DXM‘s arsenal is enormous, with everything from SMGs to laser cannons, and the player can choose any style they like. The mech suit offers quite a bit of aim assistance (necessary, since enemy mechs are able to boost and hover with as much agility as the player) so the idea is to keep the target at the center of the screen and hit the trigger once a lock-on has been achieved. This works great most of the time, and only causes problems during boss fights when the auto-aim might decide a giant robot’s heavily armored hull is a more important target than the glowing weak point just to its side.

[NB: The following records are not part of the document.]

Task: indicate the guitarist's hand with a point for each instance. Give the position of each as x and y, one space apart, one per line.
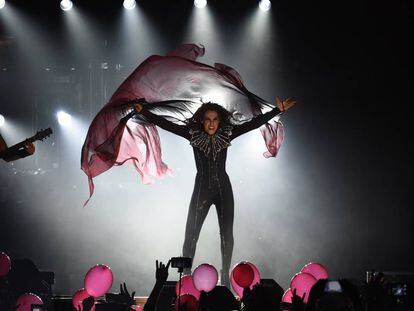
29 148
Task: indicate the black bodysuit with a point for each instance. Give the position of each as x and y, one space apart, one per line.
212 184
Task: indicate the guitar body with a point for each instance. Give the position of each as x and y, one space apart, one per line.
22 149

The control scheme grants mechs three main modes — at any moment the player can switch between prioritizing their craft’s shields (halving incoming damage), weapons (doubling outgoing damage), or thrusters (unlocking unlimited boost until the power runs out.) Adroitly flipping between these modes is the key to success in the game. Powering shields while taking fire on approach, blasting the enemy to pieces with bonus damage, and then zipping freely away is a dynamite tactic that can wipe out almost any for if executed carefully.

These controls work just as well for multiplayer as they do for the story mode. There’s traditional deathmatch gameplay in which players can entertain themselves boosting and dodging against real life opponents, but much more interesting are the co-op features. While it’s great to have help taking down some of the enormous bosses, the real star of the show is a randomized dungeon mode, in which teams of players delve into AI-controlled depths in the hopes of finding rare tech to customize their mechs.

DAEMON X MACHINA might have an overwrought, needlessly complicated plot, but doesn’t that usually go hand-in-hand with giant robot narratives? Whether or not players are interested in the story, there’s a huge amount of great gameplay on offer with dozens of story and side missions and replayable multiplayer content. From any perspective, DXM offers great value and gameplay, making it one of the top mech games available.

Rating: 8.5 out of 10

Disclosures: This game is developed by Marvelous and published by XSEED. It is currently available on PC and Switch. This copy of the game was obtained via publisher and reviewed on the PC. Approximately 25 hours of play were devoted to the single-player mode, and the game was completed. Four hours were spent in multiplayer modes.

Parents: According to the ESRB, this game is rated T and contains Fantasy Violence, Mild Blood, and Mild Language. Yes, robots are constantly blowing each other up, but the pilots almost always make it out alive so generally players are just wrecking technology. I honestly didn’t notice any language, even of the mild variety. There’s a little existential horror in what the game has to say about AI and the way players can transform their avatar into a post-human beast to keep up with their enemies, but that’s it as far as sensitive material goes.

Colorblind Modes: There are no colorblind modes available in the options.

Deaf & Hard of Hearing Gamers: I played the majority of the game without sound and encountered no difficulties. There are ample dialogue and mission information is given via subtitles and text. Text cannot be resized. This game is fully accessible.

Remappable Controls: Yes, this game offers fully remappable controls.